まとめ:2027年の祇園祭に向けて、今から始められること
逆算スケジュールで考える準備の始めどき
2026年の実績をもとに、2027年に向けた行動の目安を整理します。同じ流れが踏襲された場合の想定ですが、逆算の起点としては十分に使えるはずです。
- 今すぐ(2026年夏〜秋):宿泊先の下調べ。京都市内で泊まりたいエリアの相場感をつかんでおく
- 2027年4月下旬ごろ:有料観覧席の先行抽選受付が始まる可能性(2026年は4月27日開始)
- 2027年5月中旬ごろ:先行抽選の結果発表(2026年は5月13日)
- 2027年6月1日ごろ:通常販売の開始(2026年は6月1日午前10時)
- 直前期:交通規制・混雑情報の確認。
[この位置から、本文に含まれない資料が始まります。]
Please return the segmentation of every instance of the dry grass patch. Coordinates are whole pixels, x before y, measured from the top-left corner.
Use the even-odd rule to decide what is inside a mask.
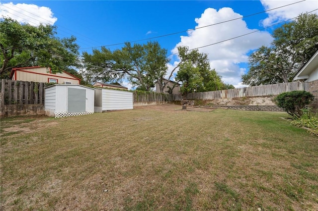
[[[287,114],[180,107],[12,123],[41,129],[1,136],[1,210],[318,210],[318,140]]]

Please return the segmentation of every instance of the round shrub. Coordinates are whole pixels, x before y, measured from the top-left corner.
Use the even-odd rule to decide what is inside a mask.
[[[293,91],[278,95],[274,101],[278,107],[293,116],[300,116],[302,109],[314,100],[314,95],[305,91]]]

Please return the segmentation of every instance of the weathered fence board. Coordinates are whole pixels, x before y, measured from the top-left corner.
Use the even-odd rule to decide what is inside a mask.
[[[305,90],[308,91],[308,83],[296,81],[212,92],[188,93],[183,97],[175,96],[174,100],[177,100],[175,99],[179,98],[183,100],[213,100],[244,97],[267,96],[277,95],[283,92],[291,91]]]
[[[140,93],[134,92],[134,102],[171,102],[173,101],[173,95],[157,92]]]

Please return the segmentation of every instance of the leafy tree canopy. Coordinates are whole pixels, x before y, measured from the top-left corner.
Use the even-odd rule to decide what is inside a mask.
[[[72,72],[77,66],[79,46],[76,38],[55,37],[56,28],[50,25],[20,24],[10,18],[0,20],[0,73],[8,78],[14,67],[50,67],[53,72]]]
[[[197,49],[189,51],[187,47],[179,47],[178,50],[180,62],[176,67],[179,67],[176,79],[182,83],[180,90],[183,95],[234,88],[233,85],[227,86],[215,69],[210,68],[207,54]]]
[[[262,46],[249,57],[243,84],[258,86],[287,83],[318,50],[318,15],[303,14],[275,29],[272,46]]]
[[[147,44],[125,44],[121,50],[111,52],[102,48],[92,53],[83,53],[87,80],[108,82],[127,77],[139,90],[150,91],[155,82],[166,73],[167,51],[158,42]]]

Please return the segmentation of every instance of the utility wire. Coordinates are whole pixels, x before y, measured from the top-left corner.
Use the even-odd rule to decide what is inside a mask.
[[[30,16],[27,15],[26,15],[26,14],[23,14],[23,13],[22,13],[20,12],[19,11],[17,11],[17,10],[15,10],[15,9],[13,9],[13,8],[10,8],[10,7],[7,7],[7,6],[5,6],[5,5],[4,5],[3,4],[1,4],[1,5],[2,6],[3,6],[7,8],[8,8],[8,9],[11,9],[11,10],[13,10],[13,11],[15,11],[15,12],[17,12],[17,13],[18,13],[21,14],[22,14],[22,15],[24,15],[24,16],[26,16],[26,17],[29,17],[29,18],[32,18],[32,19],[34,19],[34,20],[37,20],[37,21],[39,21],[40,23],[42,23],[42,21],[40,21],[40,20],[38,19],[36,19],[36,18],[34,18],[34,17],[31,17],[31,16]],[[16,5],[14,5],[14,6],[15,6],[15,7],[16,7]],[[19,8],[19,7],[18,7],[18,8],[19,9],[21,10],[25,11],[25,12],[27,12],[27,13],[28,13],[31,14],[32,15],[34,15],[34,16],[35,16],[38,17],[40,18],[41,19],[43,19],[43,20],[46,20],[46,21],[48,21],[48,22],[50,22],[50,23],[52,23],[52,24],[54,24],[54,23],[53,21],[51,21],[51,20],[47,20],[47,19],[45,19],[45,18],[43,18],[43,17],[40,17],[40,16],[38,16],[38,15],[36,15],[36,14],[34,14],[34,13],[31,13],[31,12],[29,12],[29,11],[27,11],[27,10],[25,10],[25,9],[22,9],[22,8]],[[7,13],[8,13],[11,14],[12,14],[12,15],[16,15],[16,16],[19,17],[19,18],[22,18],[22,19],[23,19],[26,20],[26,19],[25,19],[25,18],[22,18],[22,17],[21,17],[18,16],[17,16],[17,15],[16,15],[14,14],[13,14],[13,13],[11,13],[11,12],[9,12],[9,11],[6,11],[6,12],[7,12]],[[30,22],[30,23],[34,23],[34,24],[37,24],[36,23],[34,23],[34,22],[31,22],[31,21],[29,21],[29,22]],[[63,26],[59,25],[57,25],[57,24],[56,24],[56,26],[59,26],[59,27],[62,27],[62,28],[64,28],[64,29],[66,29],[67,30],[69,30],[70,31],[71,31],[71,32],[73,32],[73,33],[76,33],[76,34],[78,34],[78,35],[80,35],[80,36],[82,36],[82,37],[84,37],[84,38],[88,38],[88,39],[89,39],[89,40],[91,40],[91,41],[94,41],[94,42],[95,42],[95,43],[98,43],[98,42],[97,42],[97,41],[94,41],[94,40],[92,40],[92,39],[91,39],[90,38],[88,38],[88,37],[87,37],[85,36],[84,35],[81,35],[81,34],[80,34],[80,33],[77,33],[77,32],[75,32],[75,31],[72,31],[72,30],[70,30],[70,29],[68,29],[68,28],[66,28],[66,27],[63,27]],[[65,31],[63,31],[63,30],[59,30],[59,31],[62,31],[62,32],[65,32],[65,33],[67,33],[67,34],[71,34],[71,35],[72,35],[72,34],[71,34],[71,33],[69,33],[69,32],[66,32]],[[85,42],[87,42],[87,43],[90,43],[90,44],[93,44],[93,43],[92,43],[92,42],[89,42],[89,41],[87,41],[87,40],[84,40],[84,39],[82,39],[82,40],[83,41],[84,41]]]
[[[311,11],[310,12],[307,12],[305,13],[305,14],[308,14],[308,13],[313,12],[314,12],[315,11],[316,11],[316,10],[318,10],[318,9],[314,9],[314,10]],[[188,51],[193,51],[193,50],[196,50],[196,49],[201,49],[201,48],[205,48],[205,47],[208,47],[208,46],[213,46],[213,45],[214,45],[218,44],[219,43],[223,43],[224,42],[228,41],[229,40],[234,40],[235,39],[238,38],[239,37],[243,37],[244,36],[248,35],[249,34],[253,34],[253,33],[255,33],[255,32],[257,32],[260,31],[261,30],[262,30],[263,29],[267,29],[268,28],[270,28],[270,27],[271,27],[272,26],[275,26],[275,25],[279,25],[279,24],[282,24],[283,23],[285,23],[285,22],[289,21],[290,20],[295,19],[297,18],[298,17],[300,17],[301,15],[298,15],[298,16],[297,16],[296,17],[293,17],[292,18],[290,18],[290,19],[289,19],[288,20],[285,20],[284,21],[281,21],[281,22],[280,22],[279,23],[275,23],[274,24],[273,24],[273,25],[271,25],[270,26],[267,26],[266,27],[264,27],[264,28],[263,28],[260,29],[258,29],[257,30],[254,31],[253,32],[250,32],[250,33],[248,33],[244,34],[243,35],[239,35],[239,36],[237,36],[237,37],[233,37],[233,38],[230,38],[230,39],[227,39],[227,40],[223,40],[222,41],[219,41],[219,42],[216,42],[216,43],[212,43],[212,44],[207,45],[206,46],[201,46],[201,47],[198,47],[198,48],[194,48],[194,49],[190,49]],[[172,53],[171,54],[167,55],[167,56],[171,56],[171,55],[175,55],[175,54],[179,54],[179,53]],[[120,57],[118,57],[118,56],[115,56],[115,57],[116,57],[117,58],[119,58],[123,59],[123,58]],[[103,67],[99,67],[98,66],[96,66],[96,65],[92,65],[92,64],[88,64],[87,63],[84,62],[82,61],[82,62],[83,64],[87,65],[88,65],[88,66],[92,66],[92,67],[97,67],[97,68],[101,68],[101,69],[104,69],[104,70],[107,70],[107,69],[104,68]]]
[[[180,34],[180,33],[184,33],[184,32],[187,32],[191,31],[194,31],[194,30],[197,30],[197,29],[201,29],[201,28],[205,28],[205,27],[209,27],[209,26],[214,26],[214,25],[216,25],[221,24],[222,23],[227,23],[228,22],[233,21],[234,20],[236,20],[240,19],[241,19],[241,18],[246,18],[246,17],[250,17],[250,16],[255,15],[257,15],[257,14],[261,14],[261,13],[263,13],[264,12],[268,12],[269,11],[273,10],[275,10],[275,9],[279,9],[280,8],[282,8],[282,7],[285,7],[285,6],[289,6],[289,5],[292,5],[292,4],[295,4],[296,3],[300,3],[301,2],[305,1],[306,0],[301,0],[300,1],[297,1],[297,2],[296,2],[290,3],[289,4],[286,4],[286,5],[283,5],[283,6],[279,6],[279,7],[278,7],[274,8],[272,8],[272,9],[268,9],[267,10],[263,11],[261,11],[261,12],[257,12],[257,13],[253,13],[253,14],[250,14],[250,15],[245,15],[245,16],[242,16],[242,17],[241,17],[234,18],[234,19],[231,19],[231,20],[226,20],[226,21],[222,21],[222,22],[218,22],[218,23],[214,23],[213,24],[210,24],[210,25],[206,25],[206,26],[201,26],[200,27],[198,27],[198,28],[196,28],[195,29],[188,29],[188,30],[185,30],[185,31],[182,31],[178,32],[174,32],[174,33],[170,33],[170,34],[165,34],[165,35],[160,35],[160,36],[157,36],[157,37],[153,37],[147,38],[147,39],[138,40],[135,40],[135,41],[129,41],[129,42],[130,43],[136,43],[136,42],[138,42],[143,41],[145,41],[145,40],[151,40],[151,39],[153,39],[159,38],[161,38],[161,37],[166,37],[166,36],[171,36],[171,35],[175,35],[175,34]],[[95,47],[83,48],[80,49],[80,50],[88,49],[91,49],[91,48],[97,48],[105,47],[108,47],[108,46],[118,46],[118,45],[123,45],[123,44],[125,44],[125,43],[117,43],[117,44],[110,44],[110,45],[107,45],[101,46],[97,46],[97,47]]]
[[[310,12],[306,12],[305,14],[308,14],[308,13],[310,13],[311,12],[314,12],[315,11],[316,11],[316,10],[318,10],[318,9],[314,9],[314,10],[311,11]],[[253,32],[250,32],[250,33],[247,33],[247,34],[244,34],[243,35],[241,35],[238,36],[237,37],[233,37],[233,38],[230,38],[230,39],[228,39],[227,40],[223,40],[222,41],[220,41],[220,42],[216,42],[216,43],[212,43],[212,44],[207,45],[206,46],[201,46],[200,47],[195,48],[194,48],[194,49],[190,49],[189,51],[192,51],[192,50],[196,50],[196,49],[202,49],[202,48],[207,47],[208,46],[213,46],[214,45],[218,44],[219,43],[223,43],[223,42],[226,42],[226,41],[228,41],[229,40],[233,40],[233,39],[236,39],[236,38],[238,38],[239,37],[243,37],[243,36],[246,36],[246,35],[249,35],[250,34],[253,34],[253,33],[255,33],[255,32],[257,32],[260,31],[261,30],[262,30],[263,29],[267,29],[267,28],[271,27],[272,26],[275,26],[276,25],[279,25],[279,24],[280,24],[283,23],[285,23],[285,22],[287,22],[287,21],[289,21],[290,20],[292,20],[293,19],[296,19],[296,18],[298,18],[298,17],[300,17],[300,15],[299,15],[299,16],[298,16],[297,17],[293,17],[292,18],[289,19],[288,20],[286,20],[284,21],[280,22],[279,23],[275,23],[274,24],[273,24],[273,25],[271,25],[270,26],[267,26],[266,27],[264,27],[264,28],[263,28],[260,29],[258,29],[257,30],[254,31]],[[170,55],[168,55],[167,56],[170,56],[170,55],[175,55],[175,54],[178,54],[178,53],[172,53],[172,54],[171,54]]]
猛暑対策の準備
暑さ対策も重要です。2026年の観覧席の案内では、水分補給や帽子の持参といった各自での対策が求められ、視界を遮るため日傘の使用は禁止とされていました。日傘が使えない環境で37度の直射日光を受けるという前提は、装備を考えるうえで頭に入れておきたいところです。
「行かずに楽しむ」という選択肢も残されています
最後に、私自身がそうであったように、現地に行けない場合の楽しみ方にも触れておきます。KBS京都では2026年も前祭・後祭の山鉾巡行が生中継され、四条通と御池通に放送席が設けられました(KBS京都・祇園祭 山鉾巡行 生中継の番組情報)。くじ改めや辻回しといった見どころを解説付きで追えるのは、中継ならではの利点です。
私個人の考えとしては、現地観覧と中継はどちらが上ということではなく、得られるものが違うのだと思います。沿道の熱気や祇園囃子の生音は現地でしか味わえませんが、山鉾の細部や儀式の意味を理解するには、解説付きの中継が優れている場面も多いはずです。来年こそ現地で、と考えている方も、まずは中継で予習しておくと、訪れたときの解像度がまるで変わってくるでしょう。
2026年の祇園祭は終わりました。しかし、2027年の祇園祭に向けた準備は、今日から始められます。
※本記事の情報は2026年7月27日時点のものです。2027年の日程・曜日は暦から算出した筆者の予想であり、正式発表ではありません。有料観覧席の販売方法・価格・席数、および各行事の詳細は年により変更される場合があります。最新情報については八坂神社・京都市観光協会等の公式サイトでご確認ください。